O mais roqueiro dos jazzistas ou o mais jazzista dos roqueiros?
Em meados dos anos 1960 existia uma rixa – ainda que indireta – entre o jazz e o rock. Enquanto os músicos de jazz se ressentiam de perder sua estabilidade nas paradas para os novos nomes do rock, como os Beatles e os Stones, os roqueiros se irritavam com o nariz empinado com que os jazzistas se colocavam diante deles, chamando-os de instrumentistas de segunda classe ou, na melhor das hipóteses, músicos inexperientes demais.
Se a partir de 1966/1967 o rock começou a incorporar – ainda que de maneira lenta, é verdade – elementos jazzísticos em sua alquimia, dando o pontapé inicial para o nascimento do que iria ser o rock progressivo, o jazz sofria com uma espécie de bloqueio em incorporar melodias ligadas ao rhythm´n´blues e ao folk, principalmente pelo fato de os artistas mais tradicionais – e parte da crítica especializada no gênero – pensarem que assim estariam dando um atestado público de que o estilo precisava de mudanças. Muitos achavam que essa união seria longa, gradativa e dolorosa.
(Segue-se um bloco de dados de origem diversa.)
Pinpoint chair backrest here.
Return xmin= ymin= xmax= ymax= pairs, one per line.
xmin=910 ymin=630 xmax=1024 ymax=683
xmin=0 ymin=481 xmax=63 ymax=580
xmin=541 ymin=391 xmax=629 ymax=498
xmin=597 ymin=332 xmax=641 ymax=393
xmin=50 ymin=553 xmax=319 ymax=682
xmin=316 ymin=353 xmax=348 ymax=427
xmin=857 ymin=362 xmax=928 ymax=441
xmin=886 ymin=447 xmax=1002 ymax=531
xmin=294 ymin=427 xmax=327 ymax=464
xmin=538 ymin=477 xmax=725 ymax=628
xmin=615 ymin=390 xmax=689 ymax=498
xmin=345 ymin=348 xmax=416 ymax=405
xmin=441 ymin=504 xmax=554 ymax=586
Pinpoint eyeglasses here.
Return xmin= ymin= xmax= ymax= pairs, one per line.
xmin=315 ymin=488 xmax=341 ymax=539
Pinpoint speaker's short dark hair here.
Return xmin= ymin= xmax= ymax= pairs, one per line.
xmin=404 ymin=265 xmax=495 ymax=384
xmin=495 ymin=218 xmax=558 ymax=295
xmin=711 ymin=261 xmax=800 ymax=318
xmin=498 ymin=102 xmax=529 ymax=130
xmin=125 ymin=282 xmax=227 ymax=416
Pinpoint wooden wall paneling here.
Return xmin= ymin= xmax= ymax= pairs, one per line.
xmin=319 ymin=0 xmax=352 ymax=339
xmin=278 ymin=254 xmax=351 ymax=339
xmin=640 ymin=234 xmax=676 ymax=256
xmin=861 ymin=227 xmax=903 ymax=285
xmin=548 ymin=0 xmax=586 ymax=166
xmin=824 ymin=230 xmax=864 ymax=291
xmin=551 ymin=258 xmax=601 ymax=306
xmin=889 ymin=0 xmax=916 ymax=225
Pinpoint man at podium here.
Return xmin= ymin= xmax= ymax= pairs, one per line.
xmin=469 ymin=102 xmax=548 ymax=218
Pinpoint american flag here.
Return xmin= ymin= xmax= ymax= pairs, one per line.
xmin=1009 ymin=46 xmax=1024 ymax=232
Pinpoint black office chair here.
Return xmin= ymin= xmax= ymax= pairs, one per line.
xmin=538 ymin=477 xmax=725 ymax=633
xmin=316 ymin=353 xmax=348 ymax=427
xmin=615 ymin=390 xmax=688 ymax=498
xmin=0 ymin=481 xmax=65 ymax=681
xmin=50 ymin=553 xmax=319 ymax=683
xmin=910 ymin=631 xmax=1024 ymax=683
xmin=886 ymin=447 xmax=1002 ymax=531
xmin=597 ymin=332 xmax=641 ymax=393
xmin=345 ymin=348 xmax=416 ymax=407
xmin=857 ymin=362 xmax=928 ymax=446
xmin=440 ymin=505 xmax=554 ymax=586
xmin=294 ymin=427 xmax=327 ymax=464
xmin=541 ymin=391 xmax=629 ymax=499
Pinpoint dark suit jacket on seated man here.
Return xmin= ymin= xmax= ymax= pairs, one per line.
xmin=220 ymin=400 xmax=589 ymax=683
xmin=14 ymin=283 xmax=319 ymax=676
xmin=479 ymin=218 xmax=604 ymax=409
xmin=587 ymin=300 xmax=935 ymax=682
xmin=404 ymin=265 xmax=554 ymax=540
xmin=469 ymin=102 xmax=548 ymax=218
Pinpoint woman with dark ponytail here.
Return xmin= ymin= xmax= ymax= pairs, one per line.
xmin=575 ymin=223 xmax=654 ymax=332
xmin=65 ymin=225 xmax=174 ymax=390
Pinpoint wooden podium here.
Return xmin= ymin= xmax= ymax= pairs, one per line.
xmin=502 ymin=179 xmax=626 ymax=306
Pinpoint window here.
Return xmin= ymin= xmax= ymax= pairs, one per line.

Porém, coube a Miles Davis, de novo e mais uma vez, o pioneirismo e a ousadia de fazer essa união de forma radical, grandiosa e genial. Davis, cansado da mesmice estética na qual o jazz se encontrava, começou a estudar uma nova abordagem e uma nova forma de se apresentar para o seu público.
Em agosto de 1969, ele reuniu um grupo de talentosíssimos músicos e decidiu unir o jazz a elementos africanos, como o blues, o funk e um certo tempero latino. A partir daí nasceria um dos discos mais influentes, geniais e polêmicos da história da música. Bitches Brew seria responsável pelo nascimento de um novo estilo de jazz, o fusion, que por sua vez se constituiria em uma das principais influências de boa parte do rock progressivo da primeira metade da década de 1970.
Em seus quase 100 minutos, o que vemos é um artista despedaçando e reconstruindo um gênero musical de forma genial e poucas vezes vista. Temos a bombástica Pharaoh’s Dance e a antológica faixa-título, altamente introspectiva e com algumas explosões sonoras.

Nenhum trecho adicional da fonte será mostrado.